La segretaria ha poi precisato che nel Pd sono «tutti determinati a far avanzare la proposta di legge di Madia», che «punta a rendere il voto dei fuorisede strutturale, senza dover tornare sul tema a ogni tornata elettorale». «Siamo in un Paese che ha visto l’astensionismo superare il 50 per cento. Ci eravamo illusi che fosse un problema sentito da tutte le forze politiche, evidentemente ci sbagliavamo.
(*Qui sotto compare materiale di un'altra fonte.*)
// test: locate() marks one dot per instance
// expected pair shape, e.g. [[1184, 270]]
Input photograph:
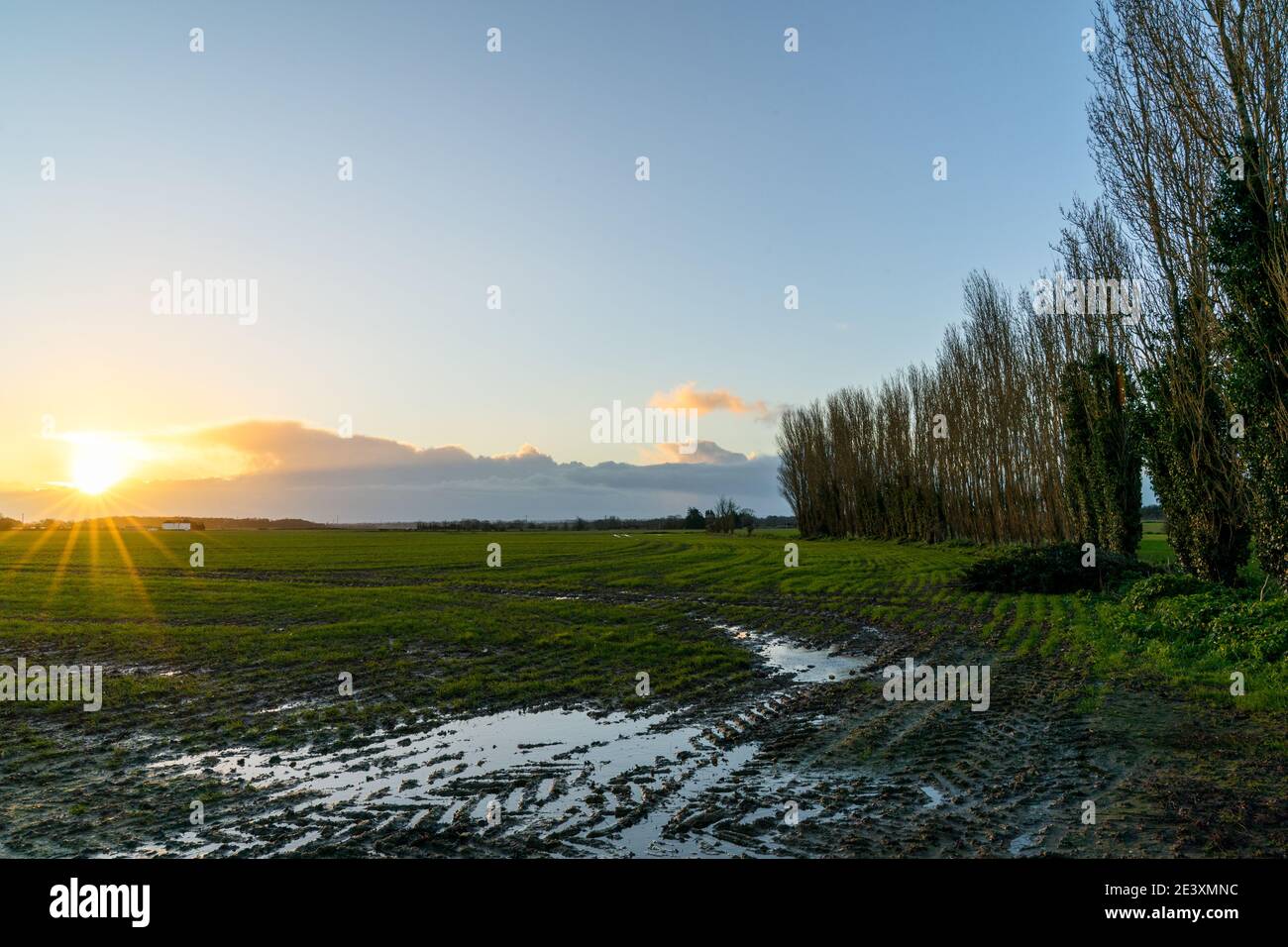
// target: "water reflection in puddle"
[[608, 784]]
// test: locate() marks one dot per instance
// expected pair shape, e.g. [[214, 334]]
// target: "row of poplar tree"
[[1033, 423]]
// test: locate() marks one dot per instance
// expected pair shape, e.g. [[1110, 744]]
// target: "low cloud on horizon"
[[284, 470]]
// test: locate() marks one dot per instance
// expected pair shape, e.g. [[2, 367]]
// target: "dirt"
[[814, 763]]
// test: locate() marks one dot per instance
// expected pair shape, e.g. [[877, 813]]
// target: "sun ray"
[[136, 579], [68, 549]]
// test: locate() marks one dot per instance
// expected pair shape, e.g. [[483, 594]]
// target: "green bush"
[[1054, 569], [1203, 615]]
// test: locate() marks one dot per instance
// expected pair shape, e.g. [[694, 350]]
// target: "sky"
[[515, 169]]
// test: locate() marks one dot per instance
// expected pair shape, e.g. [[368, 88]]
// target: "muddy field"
[[798, 754]]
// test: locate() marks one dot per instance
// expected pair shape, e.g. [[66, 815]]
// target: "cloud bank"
[[287, 470]]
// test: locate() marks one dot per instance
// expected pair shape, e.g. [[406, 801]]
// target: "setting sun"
[[97, 466]]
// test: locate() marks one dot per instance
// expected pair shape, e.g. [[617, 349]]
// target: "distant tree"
[[726, 515]]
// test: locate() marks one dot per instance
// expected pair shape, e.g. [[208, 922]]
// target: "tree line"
[[1034, 420]]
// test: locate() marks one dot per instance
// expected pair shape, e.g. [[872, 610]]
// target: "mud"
[[812, 763]]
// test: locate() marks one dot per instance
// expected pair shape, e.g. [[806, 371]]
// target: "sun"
[[98, 464]]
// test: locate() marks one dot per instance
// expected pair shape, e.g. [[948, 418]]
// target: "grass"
[[420, 620]]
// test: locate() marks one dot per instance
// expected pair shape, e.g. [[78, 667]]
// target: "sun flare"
[[98, 464]]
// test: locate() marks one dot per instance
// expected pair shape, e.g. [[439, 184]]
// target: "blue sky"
[[514, 169]]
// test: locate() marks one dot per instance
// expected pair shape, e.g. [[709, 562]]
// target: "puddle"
[[606, 784]]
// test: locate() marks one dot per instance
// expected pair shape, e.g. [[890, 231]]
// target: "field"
[[501, 710]]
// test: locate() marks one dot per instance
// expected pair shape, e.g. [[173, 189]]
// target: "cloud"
[[287, 470], [704, 453], [688, 395]]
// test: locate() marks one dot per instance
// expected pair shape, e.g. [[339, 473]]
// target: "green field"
[[246, 651]]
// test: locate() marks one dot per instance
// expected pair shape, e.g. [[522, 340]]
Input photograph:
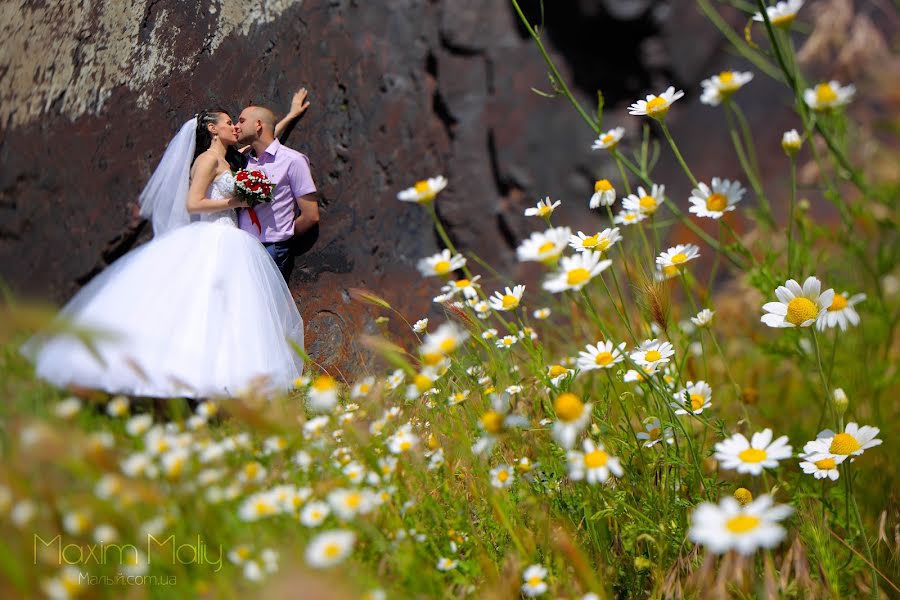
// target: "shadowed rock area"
[[400, 90]]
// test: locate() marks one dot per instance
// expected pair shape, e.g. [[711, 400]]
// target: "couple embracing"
[[204, 308]]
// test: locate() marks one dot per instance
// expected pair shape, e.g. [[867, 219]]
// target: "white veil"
[[164, 198]]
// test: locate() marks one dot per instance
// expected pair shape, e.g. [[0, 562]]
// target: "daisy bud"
[[791, 142], [743, 496], [840, 400]]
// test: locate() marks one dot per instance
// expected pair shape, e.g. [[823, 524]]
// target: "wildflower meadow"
[[695, 401]]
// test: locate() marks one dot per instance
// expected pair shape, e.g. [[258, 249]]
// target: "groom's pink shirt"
[[289, 170]]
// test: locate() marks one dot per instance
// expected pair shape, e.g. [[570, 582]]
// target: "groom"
[[293, 210]]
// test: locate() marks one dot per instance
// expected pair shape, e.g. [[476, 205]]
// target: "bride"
[[201, 310]]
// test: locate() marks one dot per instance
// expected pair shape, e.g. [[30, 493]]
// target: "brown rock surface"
[[400, 90]]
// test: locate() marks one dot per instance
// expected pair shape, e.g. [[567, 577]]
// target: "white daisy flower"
[[653, 353], [543, 209], [791, 142], [703, 318], [329, 548], [743, 528], [738, 454], [693, 398], [424, 191], [573, 415], [601, 242], [677, 256], [602, 355], [541, 313], [608, 140], [841, 313], [829, 95], [654, 433], [502, 476], [656, 107], [644, 203], [853, 441], [629, 217], [441, 263], [604, 194], [468, 287], [533, 578], [820, 465], [796, 306], [593, 465], [575, 272], [721, 87], [544, 246], [782, 14], [323, 394], [716, 201], [508, 300]]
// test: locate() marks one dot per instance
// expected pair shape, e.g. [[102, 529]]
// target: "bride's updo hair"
[[235, 159]]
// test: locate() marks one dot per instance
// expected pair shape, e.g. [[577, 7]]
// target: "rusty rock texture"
[[400, 90]]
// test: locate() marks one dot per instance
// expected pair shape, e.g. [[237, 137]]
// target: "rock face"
[[400, 90]]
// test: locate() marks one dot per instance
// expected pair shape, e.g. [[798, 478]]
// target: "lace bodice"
[[221, 187]]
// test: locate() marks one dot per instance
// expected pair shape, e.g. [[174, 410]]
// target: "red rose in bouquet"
[[253, 187]]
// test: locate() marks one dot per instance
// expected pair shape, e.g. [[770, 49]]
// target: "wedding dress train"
[[199, 311]]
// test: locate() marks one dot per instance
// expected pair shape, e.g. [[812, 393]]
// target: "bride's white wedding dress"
[[199, 311]]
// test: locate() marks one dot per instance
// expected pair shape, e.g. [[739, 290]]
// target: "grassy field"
[[597, 435]]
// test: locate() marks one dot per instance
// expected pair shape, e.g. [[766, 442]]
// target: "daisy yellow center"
[[568, 407], [557, 370], [578, 276], [422, 382], [839, 303], [742, 523], [697, 401], [801, 310], [595, 459], [743, 496], [752, 455], [656, 106], [324, 384], [603, 358], [826, 464], [492, 421], [648, 203], [546, 247], [825, 94], [442, 267], [844, 443], [716, 202]]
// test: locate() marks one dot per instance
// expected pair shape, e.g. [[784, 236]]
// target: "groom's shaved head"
[[262, 114]]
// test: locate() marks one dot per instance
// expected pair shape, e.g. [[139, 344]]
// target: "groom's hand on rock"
[[299, 103]]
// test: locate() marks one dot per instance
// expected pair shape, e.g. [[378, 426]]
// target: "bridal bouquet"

Per la destra e per Giorgia Meloni non è così, ma possono ancora stupirci votando i nostri emendamenti. Il nostro è un appello a Meloni e alla destra a ripensarci».

La giovane democratica: «Non è una colpa essere fuori sede»

L’appello è arrivato anche da Virginia Libero, segretaria dei giovani democratici, che in più occasioni ha portato avanti questa battaglia. Un focus sui problemi strutturali che affliggono il nostro paese e che portano le persone ad allontanarsi da casa: «Ci sono circa cinque milioni di italiani, tra lavoratori e studenti, che si spostano all’interno del Paese e vivono in un luogo diverso da quello di residenza: non possono essere criminalizzate le persone che si trovano in questa condizione. Non è una colpa essere fuori sede».

«Non è una scelta fatta a cuor leggero – prosegue – Ci si sposta per studiare, per lavorare, per migliorare se stessi e il Paese, per creare più ricchezza e più cultura». E spesso si è costretti a farlo: «C’è chi si sposta perché nel proprio territorio gli ospedali e i servizi sanitari non sono sufficienti; chi si sposta per studiare perché il corso che desidera non è disponibile; e chi si sposta per lavorare perché nel proprio territorio non vengono offerte opportunità occupazionali».